Korean shipbuilders have lowered their new order targets for this year compared to 2003, while opting to focus on more profitable vessels. As a result of an unprecedented boom last year most companies have already accepted orders that will keep them busy for the next three years. Given the current trend plus looming shortfalls in orders and profitability, the Korean shipbuilders have decided to concentrate on profitable vessels rather than increasing the number of new orders.
Hyundai Heavy Industries, the world's largest shipbuilder, has set its revenue target from shipbuilding orders for this year at $9.35 billion, down 4.7 percent from last year's $9.81 billion. Its shipbuilding division targets $4.45 billion in new-ship orders, which is a whopping 34.5 percent drop from the $6.8 billion last year that was the largest figure in world shipbuilding history.

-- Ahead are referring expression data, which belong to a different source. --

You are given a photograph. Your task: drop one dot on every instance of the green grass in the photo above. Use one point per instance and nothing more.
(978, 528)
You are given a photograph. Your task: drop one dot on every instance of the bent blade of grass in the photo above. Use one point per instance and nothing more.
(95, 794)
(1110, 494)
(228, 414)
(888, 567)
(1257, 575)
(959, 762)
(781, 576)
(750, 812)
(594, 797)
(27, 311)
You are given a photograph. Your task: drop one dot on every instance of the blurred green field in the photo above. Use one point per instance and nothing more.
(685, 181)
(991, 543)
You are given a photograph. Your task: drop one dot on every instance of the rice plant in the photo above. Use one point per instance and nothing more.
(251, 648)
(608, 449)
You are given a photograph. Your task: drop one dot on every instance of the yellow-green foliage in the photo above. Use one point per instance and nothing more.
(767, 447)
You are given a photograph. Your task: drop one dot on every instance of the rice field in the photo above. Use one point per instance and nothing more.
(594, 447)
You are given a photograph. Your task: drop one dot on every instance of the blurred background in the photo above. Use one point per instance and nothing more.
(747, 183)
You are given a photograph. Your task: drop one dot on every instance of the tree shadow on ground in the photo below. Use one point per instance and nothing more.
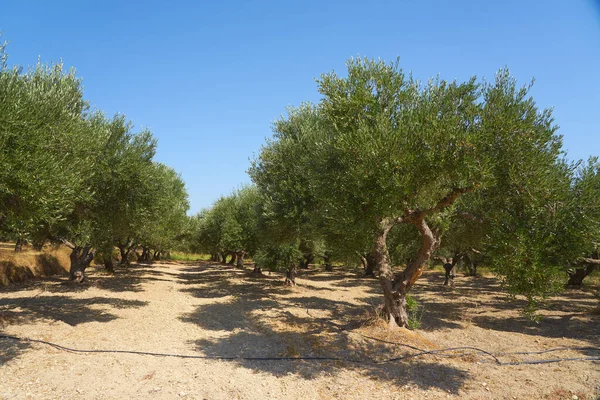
(255, 338)
(483, 302)
(63, 308)
(10, 349)
(262, 318)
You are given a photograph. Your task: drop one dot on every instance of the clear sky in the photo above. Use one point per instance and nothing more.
(209, 77)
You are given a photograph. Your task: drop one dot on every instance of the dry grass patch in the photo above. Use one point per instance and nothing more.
(30, 264)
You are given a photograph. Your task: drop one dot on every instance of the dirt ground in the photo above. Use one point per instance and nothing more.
(205, 309)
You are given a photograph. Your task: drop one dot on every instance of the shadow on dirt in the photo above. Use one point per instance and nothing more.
(63, 308)
(10, 349)
(262, 318)
(483, 302)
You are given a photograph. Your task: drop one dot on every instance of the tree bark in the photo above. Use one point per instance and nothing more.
(579, 274)
(124, 251)
(290, 276)
(371, 262)
(19, 245)
(308, 258)
(81, 257)
(240, 259)
(233, 258)
(108, 263)
(327, 262)
(395, 288)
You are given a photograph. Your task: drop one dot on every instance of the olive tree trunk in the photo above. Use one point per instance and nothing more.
(240, 259)
(81, 257)
(577, 276)
(308, 258)
(108, 263)
(233, 258)
(396, 287)
(19, 245)
(290, 275)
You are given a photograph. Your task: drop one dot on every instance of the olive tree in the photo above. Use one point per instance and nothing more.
(387, 150)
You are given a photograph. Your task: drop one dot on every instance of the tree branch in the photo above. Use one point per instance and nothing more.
(68, 244)
(585, 260)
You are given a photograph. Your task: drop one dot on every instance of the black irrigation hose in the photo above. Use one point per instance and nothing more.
(146, 353)
(422, 352)
(483, 351)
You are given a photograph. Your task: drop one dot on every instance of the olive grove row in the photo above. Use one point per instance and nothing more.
(389, 171)
(69, 174)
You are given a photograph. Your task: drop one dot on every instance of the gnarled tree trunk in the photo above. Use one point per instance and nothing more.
(81, 257)
(370, 262)
(327, 262)
(124, 252)
(19, 245)
(240, 259)
(395, 288)
(233, 258)
(290, 275)
(108, 263)
(308, 258)
(577, 276)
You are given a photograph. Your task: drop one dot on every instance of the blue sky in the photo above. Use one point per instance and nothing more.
(209, 77)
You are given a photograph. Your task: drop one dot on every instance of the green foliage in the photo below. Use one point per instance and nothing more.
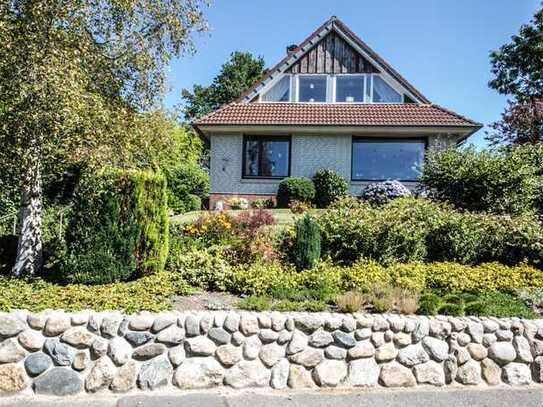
(255, 303)
(517, 66)
(505, 181)
(307, 246)
(118, 228)
(187, 186)
(329, 187)
(408, 230)
(237, 75)
(151, 293)
(203, 268)
(486, 303)
(295, 189)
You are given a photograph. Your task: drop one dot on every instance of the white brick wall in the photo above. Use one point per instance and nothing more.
(309, 153)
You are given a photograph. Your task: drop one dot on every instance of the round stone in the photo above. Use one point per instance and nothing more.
(502, 353)
(59, 381)
(330, 373)
(37, 363)
(199, 373)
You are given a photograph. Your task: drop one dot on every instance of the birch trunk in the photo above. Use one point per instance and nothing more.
(29, 249)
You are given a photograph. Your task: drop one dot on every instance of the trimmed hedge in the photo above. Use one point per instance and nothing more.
(118, 228)
(295, 189)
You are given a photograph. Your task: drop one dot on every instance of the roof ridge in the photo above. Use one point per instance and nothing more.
(457, 114)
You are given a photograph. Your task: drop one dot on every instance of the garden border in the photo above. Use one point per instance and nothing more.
(58, 353)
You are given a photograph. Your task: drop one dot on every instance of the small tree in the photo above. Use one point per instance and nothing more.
(307, 249)
(237, 75)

Samsung Heavy Industries, which replaced Daewoo Shipbuilding & Marine Engineering as the world's No.2 shipbuilder last year with an order volume of more than $6 billion, has scaled down its revenue target for this year to $3.5 billion. Samsung's order target for offshore facilities surged more than 40 percent from $700 million to $1 billion, but its new ship order target of $2.5 billion represents a drop of more than 50 percent. Similarly, Hanjin Heavy Industries has cut its ship orders goal for 2004 to $700 million from last year's $1.5 billion. Daewoo Shipbuilding, however, slightly increased its new orders target from $4.23 billion to $4.28 billion. Daewoo raised its ship orders target 12 percent to $3.58 billion, although its estimate for offshore facilities fell 32 percent to $700 million.